The nature of that contribution was subject to the temper of the times. In 1910, Mrs. O. H. P. Belmont, a wealthy socialite, offered $100 in prizes to the girls of Wadleigh who could write the best essays on the subject of woman’s suffrage. The New York City Board of Education decided not to allow the contest to proceed with a view towards stopping the spread of woman suffrage propaganda in the public schools.
Later, in 1937, Dr.
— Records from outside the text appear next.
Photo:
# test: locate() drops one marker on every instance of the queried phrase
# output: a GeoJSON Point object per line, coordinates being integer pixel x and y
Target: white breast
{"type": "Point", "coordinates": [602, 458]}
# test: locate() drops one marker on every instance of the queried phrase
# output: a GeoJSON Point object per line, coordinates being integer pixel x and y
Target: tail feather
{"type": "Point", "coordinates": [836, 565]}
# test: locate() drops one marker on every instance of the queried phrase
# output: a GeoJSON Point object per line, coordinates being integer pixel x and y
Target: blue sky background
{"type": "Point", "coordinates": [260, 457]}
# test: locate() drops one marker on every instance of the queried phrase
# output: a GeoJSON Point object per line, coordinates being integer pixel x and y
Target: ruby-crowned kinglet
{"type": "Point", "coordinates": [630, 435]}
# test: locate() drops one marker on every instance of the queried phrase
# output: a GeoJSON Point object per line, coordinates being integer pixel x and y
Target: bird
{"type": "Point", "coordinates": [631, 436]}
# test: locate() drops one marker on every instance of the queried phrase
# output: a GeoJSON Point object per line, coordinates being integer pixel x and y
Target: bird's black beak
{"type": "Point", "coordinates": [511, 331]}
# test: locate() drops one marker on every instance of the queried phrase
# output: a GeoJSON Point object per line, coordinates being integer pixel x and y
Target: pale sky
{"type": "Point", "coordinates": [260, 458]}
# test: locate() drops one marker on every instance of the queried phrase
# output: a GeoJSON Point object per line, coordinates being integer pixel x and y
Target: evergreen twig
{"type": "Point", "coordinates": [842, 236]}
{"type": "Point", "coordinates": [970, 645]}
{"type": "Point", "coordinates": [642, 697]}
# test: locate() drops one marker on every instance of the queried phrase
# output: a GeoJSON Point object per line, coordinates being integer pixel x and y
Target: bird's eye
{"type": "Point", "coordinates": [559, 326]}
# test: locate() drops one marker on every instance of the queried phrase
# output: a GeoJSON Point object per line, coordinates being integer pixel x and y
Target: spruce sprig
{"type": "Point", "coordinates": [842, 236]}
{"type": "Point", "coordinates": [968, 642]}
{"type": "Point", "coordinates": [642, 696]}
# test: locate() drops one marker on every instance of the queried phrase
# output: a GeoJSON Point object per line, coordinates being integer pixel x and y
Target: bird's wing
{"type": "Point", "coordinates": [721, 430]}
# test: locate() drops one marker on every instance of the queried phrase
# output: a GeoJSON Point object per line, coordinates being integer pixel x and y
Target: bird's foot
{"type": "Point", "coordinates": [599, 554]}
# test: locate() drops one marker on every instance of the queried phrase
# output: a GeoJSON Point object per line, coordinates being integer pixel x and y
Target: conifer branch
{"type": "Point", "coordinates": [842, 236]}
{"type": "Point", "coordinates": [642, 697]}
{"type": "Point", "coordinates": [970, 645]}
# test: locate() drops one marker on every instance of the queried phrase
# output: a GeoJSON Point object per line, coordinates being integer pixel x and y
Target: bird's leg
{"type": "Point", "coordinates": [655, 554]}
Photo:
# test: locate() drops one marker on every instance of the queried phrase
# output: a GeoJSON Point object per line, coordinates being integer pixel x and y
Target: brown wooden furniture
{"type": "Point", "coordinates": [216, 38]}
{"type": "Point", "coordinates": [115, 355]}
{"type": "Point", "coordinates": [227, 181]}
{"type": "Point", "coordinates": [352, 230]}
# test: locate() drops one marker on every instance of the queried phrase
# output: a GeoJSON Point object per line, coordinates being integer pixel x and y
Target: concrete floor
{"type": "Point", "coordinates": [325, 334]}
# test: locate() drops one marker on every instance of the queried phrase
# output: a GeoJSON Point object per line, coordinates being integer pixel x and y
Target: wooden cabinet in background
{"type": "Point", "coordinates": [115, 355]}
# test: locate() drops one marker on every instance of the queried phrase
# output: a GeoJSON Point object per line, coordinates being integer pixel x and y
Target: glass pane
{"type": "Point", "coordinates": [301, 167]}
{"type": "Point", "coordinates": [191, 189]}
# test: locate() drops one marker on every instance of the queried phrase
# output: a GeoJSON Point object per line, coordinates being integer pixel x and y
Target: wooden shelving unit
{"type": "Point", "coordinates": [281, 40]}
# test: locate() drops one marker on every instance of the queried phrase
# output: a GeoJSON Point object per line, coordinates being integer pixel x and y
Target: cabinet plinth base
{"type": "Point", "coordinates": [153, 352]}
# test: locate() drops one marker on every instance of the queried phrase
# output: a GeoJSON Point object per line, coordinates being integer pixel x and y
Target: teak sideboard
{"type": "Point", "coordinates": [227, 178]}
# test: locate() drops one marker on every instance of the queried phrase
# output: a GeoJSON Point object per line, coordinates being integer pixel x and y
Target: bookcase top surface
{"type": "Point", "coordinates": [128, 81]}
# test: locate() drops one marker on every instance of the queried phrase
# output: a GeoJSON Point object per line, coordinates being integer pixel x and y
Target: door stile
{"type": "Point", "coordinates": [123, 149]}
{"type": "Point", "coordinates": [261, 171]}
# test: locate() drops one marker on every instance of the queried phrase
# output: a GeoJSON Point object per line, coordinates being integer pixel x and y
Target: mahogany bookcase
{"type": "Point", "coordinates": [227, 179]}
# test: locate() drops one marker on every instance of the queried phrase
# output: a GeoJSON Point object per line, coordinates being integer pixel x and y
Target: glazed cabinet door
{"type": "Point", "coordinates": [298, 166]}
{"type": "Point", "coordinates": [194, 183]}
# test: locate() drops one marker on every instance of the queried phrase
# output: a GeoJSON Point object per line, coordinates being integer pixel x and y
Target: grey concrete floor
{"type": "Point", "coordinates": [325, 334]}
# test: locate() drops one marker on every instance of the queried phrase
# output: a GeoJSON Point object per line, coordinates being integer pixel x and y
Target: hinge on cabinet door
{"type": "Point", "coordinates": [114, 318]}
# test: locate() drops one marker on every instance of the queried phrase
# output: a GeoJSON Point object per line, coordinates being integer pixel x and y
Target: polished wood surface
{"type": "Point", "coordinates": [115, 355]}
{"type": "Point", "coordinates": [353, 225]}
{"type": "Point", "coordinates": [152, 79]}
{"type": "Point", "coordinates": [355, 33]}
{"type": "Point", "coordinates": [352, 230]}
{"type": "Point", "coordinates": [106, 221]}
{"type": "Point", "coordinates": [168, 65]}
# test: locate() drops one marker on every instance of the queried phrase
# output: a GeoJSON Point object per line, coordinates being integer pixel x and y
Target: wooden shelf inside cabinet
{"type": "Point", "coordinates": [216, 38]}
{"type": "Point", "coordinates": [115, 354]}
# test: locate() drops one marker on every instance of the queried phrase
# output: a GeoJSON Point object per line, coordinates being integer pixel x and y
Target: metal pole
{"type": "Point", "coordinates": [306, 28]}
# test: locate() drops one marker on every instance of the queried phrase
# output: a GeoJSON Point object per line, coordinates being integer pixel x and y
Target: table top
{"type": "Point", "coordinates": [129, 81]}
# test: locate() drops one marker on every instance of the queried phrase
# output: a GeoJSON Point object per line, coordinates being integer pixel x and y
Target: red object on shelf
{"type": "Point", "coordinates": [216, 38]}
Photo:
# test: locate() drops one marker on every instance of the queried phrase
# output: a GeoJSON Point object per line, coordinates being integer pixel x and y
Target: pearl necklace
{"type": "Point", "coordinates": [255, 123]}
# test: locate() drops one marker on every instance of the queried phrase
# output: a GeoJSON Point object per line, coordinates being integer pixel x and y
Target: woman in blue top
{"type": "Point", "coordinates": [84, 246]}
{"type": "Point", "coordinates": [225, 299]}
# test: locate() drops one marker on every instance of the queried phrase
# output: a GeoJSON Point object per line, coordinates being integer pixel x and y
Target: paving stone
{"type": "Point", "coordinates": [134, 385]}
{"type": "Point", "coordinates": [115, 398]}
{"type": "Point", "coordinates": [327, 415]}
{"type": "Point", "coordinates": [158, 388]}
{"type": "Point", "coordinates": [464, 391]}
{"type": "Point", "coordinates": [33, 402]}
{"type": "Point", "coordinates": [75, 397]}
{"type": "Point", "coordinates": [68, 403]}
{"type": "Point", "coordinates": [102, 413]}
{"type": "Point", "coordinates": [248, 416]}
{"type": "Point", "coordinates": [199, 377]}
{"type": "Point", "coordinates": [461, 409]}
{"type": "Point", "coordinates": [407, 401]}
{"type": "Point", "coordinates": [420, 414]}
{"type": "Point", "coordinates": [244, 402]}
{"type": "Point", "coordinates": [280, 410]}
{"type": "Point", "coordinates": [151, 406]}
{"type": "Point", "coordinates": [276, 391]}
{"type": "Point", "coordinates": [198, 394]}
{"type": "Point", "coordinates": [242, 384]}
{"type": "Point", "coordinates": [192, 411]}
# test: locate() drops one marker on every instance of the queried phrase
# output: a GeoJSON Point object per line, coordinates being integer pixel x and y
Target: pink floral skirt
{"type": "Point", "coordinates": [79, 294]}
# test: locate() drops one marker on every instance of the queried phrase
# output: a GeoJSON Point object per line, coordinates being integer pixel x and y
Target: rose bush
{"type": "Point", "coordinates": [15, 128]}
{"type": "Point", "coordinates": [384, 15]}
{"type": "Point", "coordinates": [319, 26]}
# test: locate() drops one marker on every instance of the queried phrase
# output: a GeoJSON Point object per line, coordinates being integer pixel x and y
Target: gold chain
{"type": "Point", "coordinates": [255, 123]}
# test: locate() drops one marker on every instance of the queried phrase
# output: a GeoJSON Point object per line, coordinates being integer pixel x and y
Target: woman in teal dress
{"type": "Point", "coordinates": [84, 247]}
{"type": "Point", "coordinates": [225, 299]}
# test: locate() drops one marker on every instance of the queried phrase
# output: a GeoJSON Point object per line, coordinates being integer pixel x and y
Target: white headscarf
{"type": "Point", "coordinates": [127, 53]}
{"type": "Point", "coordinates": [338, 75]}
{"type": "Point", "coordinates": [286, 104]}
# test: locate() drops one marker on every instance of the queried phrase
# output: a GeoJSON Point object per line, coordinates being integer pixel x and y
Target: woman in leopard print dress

Harold G. Campbell, Superintendent of Schools, assured a gathering in celebration of the school’s 40th anniversary that “we at the Board of Education will do our best to keep Wadleigh as a school for ladies.”

Neighborhood and subsequent history of the school

When the Wadleigh High School for Girls opened in 1902, the Harlem neighborhood in upper Manhattan where Wadleigh was located was a fashionable middle and upper class, mostly white and Jewish, area. Over the subsequent decades, Harlem became a center of black life in New York City, but it also became a more economically disadvantaged area as well. In 1937, Dr. John L. Tildsey, retired Associate Superintendent of Schools, was quoted in the New York Times as saying that the students at Wadleigh "have to pass through a neighborhood where gentlewomen do not like to pass." He further urged parents to "bring pressure on the Board of Education and the Board of Estimate for a new site on the upper West Side where they can send their girls in confidence and security." At the end of the 1953-54 school year, Wadleigh was closed. It reopened in 1956 after some renovation as a co-educational junior high school. In 1993, after a complete renovation, Wadleigh became a co-educational secondary school. In the early decades of the 21st century, the building was shared among several distinct schools. These include the Wadleigh Secondary School for the Performing and Visual Arts, the Frederick Douglas Academy II, and Success Academy Harlem West.

Alumnae

Well known alumnae of the school include: playwright Lillian Hellman; actresses Constance Dowling, Jean Stapleton and Isabel Sanford; photographer Dorothea Lange; American art dealer and collector Edith Gregor Halpert; fashion designer Molly Parnis; civil rights activist Evelina Lopez Antonetty; anthropologist/photographer Gitel Steed, anthropologist Gene Weltfish, the first Black female psychoanalyst and psychiatrist Dr. Margaret Morgan Lawrence; social worker Jane Margueretta Hoey; and artist Dina Melicov.